UK care homes were ‘PUSHED’ to admit Covid-positive and untested patients at height of the outbreak, new survey shows
RT.com
UK care home staff was “under constant pressure” from the NHS to take in coronavirus-positive and untested patients, while nurses were instructed not to resuscitate them, a new study has revealed.
In a study whose key findings were first published by the Independent, the Queen’s Nursing Institute (QNI) surveyed nurses and managers working in 163 care homes across England, Wales, and Northern Ireland.
The staff at 70 care homes, 43 percent of those surveyed, said that they received patients discharged from hospitals who were not tested for Covid-19 during March and April, when the outbreak first hit the country and peaked. A fifth of care homes said they received patients who tested positive.
The study revealed that in some cases, seriously ill patents were brought into care homes from the hospitals even when the homes warned that they were incapable of looking after them.
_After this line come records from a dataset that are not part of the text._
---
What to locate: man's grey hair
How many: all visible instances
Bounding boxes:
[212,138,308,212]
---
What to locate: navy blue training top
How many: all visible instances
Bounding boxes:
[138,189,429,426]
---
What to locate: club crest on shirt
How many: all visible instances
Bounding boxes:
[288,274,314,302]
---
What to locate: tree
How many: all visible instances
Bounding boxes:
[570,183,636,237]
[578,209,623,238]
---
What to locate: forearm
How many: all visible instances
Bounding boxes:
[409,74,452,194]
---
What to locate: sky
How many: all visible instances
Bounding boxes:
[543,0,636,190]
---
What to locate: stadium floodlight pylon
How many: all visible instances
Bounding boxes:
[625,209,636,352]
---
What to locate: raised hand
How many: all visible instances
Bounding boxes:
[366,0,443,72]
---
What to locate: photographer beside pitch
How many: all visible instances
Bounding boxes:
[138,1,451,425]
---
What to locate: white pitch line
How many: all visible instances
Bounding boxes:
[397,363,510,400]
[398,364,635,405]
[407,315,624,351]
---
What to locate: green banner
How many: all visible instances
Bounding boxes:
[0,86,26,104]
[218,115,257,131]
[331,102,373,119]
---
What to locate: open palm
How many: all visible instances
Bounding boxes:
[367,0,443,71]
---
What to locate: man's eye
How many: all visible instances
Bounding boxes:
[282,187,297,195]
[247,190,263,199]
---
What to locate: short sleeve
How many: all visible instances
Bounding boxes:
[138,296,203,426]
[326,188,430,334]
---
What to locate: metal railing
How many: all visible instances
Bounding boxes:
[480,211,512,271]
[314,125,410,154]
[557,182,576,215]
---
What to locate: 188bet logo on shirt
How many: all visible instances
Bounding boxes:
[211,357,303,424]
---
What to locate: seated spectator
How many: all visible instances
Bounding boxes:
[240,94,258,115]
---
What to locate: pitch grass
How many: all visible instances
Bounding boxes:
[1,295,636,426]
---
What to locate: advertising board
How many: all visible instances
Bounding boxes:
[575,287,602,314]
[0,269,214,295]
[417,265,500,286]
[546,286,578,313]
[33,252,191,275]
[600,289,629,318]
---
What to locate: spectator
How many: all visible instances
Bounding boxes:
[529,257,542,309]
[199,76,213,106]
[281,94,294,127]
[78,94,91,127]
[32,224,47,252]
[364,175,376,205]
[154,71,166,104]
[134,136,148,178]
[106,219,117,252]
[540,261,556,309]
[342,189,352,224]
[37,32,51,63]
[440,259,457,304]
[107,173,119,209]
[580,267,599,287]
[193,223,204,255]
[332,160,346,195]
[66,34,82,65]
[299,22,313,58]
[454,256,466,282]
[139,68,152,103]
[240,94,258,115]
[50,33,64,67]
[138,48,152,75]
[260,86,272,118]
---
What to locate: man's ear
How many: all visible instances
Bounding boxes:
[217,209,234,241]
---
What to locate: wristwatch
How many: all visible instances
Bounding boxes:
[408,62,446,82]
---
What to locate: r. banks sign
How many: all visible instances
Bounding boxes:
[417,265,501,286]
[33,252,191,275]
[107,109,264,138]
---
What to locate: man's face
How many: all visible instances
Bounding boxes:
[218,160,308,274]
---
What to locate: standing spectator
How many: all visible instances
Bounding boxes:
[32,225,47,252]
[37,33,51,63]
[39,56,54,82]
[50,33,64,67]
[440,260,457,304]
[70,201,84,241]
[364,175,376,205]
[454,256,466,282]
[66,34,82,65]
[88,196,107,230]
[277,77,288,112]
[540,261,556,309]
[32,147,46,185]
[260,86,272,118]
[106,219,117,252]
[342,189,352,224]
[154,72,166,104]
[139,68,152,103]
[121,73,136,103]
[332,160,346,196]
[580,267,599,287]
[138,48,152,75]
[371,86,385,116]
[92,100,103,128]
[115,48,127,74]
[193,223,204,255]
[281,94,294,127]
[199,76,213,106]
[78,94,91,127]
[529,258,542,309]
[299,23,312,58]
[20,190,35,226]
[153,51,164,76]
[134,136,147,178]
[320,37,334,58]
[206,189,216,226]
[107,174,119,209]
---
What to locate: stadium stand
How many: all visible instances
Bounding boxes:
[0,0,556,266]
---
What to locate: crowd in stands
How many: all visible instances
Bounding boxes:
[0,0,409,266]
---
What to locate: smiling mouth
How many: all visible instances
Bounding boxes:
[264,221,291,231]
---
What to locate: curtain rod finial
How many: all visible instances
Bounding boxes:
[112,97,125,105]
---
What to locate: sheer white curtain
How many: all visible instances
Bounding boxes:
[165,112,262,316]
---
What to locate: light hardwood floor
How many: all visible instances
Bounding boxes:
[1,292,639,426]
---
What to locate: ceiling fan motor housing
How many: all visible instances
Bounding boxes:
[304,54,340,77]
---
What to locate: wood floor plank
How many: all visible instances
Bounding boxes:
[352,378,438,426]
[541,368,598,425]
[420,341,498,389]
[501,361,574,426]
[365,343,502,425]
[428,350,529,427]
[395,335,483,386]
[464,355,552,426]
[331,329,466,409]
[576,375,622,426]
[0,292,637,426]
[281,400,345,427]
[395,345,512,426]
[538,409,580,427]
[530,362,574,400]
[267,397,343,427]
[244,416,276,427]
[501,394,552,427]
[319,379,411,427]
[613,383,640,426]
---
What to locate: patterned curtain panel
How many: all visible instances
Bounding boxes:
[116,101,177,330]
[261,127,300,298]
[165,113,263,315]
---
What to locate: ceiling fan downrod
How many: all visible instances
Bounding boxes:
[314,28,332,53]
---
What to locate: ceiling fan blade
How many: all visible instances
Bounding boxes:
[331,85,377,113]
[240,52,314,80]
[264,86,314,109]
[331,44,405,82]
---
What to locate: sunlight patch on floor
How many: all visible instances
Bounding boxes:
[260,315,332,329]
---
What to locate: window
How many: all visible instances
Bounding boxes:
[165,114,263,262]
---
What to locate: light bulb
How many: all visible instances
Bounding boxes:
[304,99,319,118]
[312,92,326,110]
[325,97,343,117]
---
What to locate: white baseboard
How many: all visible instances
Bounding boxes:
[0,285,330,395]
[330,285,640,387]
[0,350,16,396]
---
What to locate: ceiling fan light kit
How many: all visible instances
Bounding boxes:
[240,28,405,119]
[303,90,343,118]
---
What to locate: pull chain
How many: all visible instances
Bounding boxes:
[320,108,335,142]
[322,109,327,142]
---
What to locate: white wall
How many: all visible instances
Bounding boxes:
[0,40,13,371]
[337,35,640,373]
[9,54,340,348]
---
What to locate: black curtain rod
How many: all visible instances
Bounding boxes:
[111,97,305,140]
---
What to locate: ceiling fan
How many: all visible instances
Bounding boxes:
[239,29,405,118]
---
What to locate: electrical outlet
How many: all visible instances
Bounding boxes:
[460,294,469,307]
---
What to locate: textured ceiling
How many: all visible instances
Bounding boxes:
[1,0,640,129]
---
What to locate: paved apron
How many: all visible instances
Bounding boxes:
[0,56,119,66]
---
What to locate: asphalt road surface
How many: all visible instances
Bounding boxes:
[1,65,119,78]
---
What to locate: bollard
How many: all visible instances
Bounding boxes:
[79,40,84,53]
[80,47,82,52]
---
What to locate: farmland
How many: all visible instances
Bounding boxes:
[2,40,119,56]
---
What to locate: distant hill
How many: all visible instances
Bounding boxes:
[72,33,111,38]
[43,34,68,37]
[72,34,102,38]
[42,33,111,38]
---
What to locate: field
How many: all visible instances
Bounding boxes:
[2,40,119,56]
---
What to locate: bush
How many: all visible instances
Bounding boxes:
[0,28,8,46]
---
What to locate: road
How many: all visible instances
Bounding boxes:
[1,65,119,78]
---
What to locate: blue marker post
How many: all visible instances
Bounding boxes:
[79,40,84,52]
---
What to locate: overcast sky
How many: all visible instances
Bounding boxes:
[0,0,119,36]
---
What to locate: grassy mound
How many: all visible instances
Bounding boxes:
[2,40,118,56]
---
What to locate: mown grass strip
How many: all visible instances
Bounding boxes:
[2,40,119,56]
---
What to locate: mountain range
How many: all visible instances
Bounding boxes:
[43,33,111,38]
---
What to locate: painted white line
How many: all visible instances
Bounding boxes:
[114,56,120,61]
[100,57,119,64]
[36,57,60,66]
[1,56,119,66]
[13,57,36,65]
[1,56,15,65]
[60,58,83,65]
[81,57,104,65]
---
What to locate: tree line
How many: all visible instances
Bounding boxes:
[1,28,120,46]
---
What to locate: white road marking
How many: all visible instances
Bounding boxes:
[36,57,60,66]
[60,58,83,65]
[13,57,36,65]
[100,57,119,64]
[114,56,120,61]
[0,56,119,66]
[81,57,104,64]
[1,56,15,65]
One nurse reported “constant pressure to admit people who were Covid-positive.” Another similarly said that “the acute sector pushed us to take untested admission.”
The two weeks of daily deaths during an outbreak were possibly the two worst weeks of my 35-year nursing career.
The staff reported that hospitals instructed them to change the status of all residents to “do not resuscitate.” One nurse said that such guidelines would “automatically” apply to all suspected or confirmed Covid-19 patients. Some of the surveyed nurses said that they refused to comply and challenged the instructions as “unethical.”